Wednesday, September 2, 2015

Panhandling to Purchase the Boston Globe For Breakfast

It may well come to that, but for now we cover the costs for you here at the Propaganda Pre$$ Monitor:

"New York police create Times Square unit" Associated Press  August 27, 2015

NEW YORK — Police have announced a new unit dedicated to patrolling Times Square following weeks of complaints about the panhandling tactics of costumed characters such as Elmo and Batman and topless women covered in body paint.

Where is this?

The area, one of the busiest and most crowded in the nation, eventually was going to receive new officers who would work regular shifts and be assigned to the same posts every day, but the past few weeks of attention accelerated the decision to recruit, the New York Police Department said.

‘‘It just seemed natural,’’ Chief of Department James O’Neill said Wednesday.

Yes, and there are ancestral tribes and peoples to prove it all across the planet.

The news came a week after Democratic Mayor Bill de Blasio assigned a multiagency task force to figure out how to deal with costumed characters and so-called desnudas — women wearing thongs and covering themselves only with body paintseeking tips in exchange for photos at the Manhattan tourist attraction. 

Let me see what I have in my pocket.

In New York, toplessness and panhandling are legal.
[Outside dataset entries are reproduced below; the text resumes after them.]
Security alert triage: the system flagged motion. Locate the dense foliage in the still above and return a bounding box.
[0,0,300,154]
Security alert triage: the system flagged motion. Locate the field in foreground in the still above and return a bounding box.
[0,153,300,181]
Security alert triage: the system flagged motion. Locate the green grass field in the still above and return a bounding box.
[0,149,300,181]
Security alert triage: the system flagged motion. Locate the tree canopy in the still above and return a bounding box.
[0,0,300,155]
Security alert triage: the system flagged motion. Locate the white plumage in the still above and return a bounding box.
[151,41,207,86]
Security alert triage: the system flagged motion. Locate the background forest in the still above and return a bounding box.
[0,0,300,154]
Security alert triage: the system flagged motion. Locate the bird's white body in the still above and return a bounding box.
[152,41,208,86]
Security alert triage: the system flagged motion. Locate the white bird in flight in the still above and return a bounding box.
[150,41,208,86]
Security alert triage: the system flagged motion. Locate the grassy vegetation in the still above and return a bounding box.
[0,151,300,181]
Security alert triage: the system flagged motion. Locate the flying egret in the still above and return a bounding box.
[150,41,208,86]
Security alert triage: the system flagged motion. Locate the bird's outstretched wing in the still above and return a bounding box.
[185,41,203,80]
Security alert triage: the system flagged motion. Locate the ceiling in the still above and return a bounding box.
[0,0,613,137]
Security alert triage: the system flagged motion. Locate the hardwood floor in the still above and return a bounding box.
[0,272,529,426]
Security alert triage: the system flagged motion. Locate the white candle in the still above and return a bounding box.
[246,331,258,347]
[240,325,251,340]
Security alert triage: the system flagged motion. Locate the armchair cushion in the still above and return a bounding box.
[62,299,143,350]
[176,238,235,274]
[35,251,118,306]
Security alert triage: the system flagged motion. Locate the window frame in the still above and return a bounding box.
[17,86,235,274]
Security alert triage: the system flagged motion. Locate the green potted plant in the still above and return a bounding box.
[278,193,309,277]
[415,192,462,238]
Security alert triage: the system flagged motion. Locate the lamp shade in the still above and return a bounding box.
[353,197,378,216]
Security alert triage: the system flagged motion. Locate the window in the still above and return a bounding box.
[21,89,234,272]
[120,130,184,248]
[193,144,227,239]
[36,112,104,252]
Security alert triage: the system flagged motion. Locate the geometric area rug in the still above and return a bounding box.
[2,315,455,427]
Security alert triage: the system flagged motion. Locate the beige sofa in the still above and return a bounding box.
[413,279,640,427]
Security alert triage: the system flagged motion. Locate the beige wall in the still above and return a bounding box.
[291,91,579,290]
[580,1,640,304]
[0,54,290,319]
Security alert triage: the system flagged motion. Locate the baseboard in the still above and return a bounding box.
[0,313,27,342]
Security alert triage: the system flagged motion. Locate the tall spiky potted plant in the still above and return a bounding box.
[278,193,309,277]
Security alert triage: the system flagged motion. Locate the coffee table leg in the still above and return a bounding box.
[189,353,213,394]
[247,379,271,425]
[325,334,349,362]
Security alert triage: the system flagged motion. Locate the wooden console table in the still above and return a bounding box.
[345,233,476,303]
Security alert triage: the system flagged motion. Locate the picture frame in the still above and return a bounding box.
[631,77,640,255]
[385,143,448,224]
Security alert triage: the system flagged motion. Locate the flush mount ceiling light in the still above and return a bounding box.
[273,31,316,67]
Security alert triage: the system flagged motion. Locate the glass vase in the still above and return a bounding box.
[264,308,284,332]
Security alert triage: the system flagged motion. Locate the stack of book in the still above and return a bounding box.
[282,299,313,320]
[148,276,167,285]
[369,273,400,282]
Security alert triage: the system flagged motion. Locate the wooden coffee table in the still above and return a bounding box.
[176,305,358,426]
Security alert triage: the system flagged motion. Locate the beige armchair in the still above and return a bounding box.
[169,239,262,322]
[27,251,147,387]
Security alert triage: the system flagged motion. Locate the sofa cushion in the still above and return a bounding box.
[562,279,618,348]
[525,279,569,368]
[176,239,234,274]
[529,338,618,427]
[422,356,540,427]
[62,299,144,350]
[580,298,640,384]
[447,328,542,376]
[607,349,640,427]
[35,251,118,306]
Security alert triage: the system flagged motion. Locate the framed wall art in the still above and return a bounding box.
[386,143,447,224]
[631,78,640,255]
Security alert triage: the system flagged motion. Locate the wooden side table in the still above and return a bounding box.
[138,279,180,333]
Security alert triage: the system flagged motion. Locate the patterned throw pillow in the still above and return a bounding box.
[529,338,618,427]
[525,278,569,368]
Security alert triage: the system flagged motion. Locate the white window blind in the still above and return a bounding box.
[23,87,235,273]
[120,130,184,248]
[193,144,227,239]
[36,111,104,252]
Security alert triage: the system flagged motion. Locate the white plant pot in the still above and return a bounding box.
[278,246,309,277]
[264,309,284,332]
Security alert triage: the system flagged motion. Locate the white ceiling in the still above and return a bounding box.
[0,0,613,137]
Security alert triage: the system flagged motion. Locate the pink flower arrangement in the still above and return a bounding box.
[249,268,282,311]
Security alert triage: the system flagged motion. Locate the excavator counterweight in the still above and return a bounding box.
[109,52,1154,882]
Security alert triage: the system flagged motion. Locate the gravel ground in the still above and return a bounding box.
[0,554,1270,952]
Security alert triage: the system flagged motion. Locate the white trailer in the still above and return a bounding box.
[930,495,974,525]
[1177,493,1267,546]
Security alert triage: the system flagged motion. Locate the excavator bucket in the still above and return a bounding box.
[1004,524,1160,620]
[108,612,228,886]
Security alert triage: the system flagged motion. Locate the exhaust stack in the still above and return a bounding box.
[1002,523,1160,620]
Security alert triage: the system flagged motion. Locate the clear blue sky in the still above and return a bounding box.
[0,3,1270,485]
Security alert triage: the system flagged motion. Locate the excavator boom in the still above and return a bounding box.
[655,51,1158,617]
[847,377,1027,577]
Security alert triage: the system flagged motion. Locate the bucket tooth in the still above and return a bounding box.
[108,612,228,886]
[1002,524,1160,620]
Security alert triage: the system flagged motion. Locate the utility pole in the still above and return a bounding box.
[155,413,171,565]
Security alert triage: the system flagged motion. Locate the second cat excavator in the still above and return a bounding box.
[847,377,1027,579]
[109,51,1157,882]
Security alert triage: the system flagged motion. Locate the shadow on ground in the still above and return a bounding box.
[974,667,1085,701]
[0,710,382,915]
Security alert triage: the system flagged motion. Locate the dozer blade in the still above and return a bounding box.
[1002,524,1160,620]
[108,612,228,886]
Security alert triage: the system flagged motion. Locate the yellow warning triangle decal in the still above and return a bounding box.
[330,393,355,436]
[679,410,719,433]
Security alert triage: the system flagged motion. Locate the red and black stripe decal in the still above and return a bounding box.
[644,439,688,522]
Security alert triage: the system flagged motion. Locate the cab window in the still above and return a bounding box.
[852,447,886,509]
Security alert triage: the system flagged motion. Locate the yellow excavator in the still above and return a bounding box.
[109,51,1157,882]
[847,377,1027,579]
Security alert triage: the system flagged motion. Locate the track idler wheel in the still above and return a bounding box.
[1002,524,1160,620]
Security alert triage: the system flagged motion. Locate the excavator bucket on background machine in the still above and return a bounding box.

But that hasn’t stopped the city’s tabloids and some elected officials from calling for action.

That was where I said leave 'em be, simply because of the source of complaint.

Among the women who accept tips for photos, Saira Nicole said she doesn’t think the practice should be an issue.

‘‘People are having fun,’’ she said. ‘‘There’s no problem.’’

Apparently there is for the uptight moral degenerates lecturing to us all form on high under the banner of public $ervice.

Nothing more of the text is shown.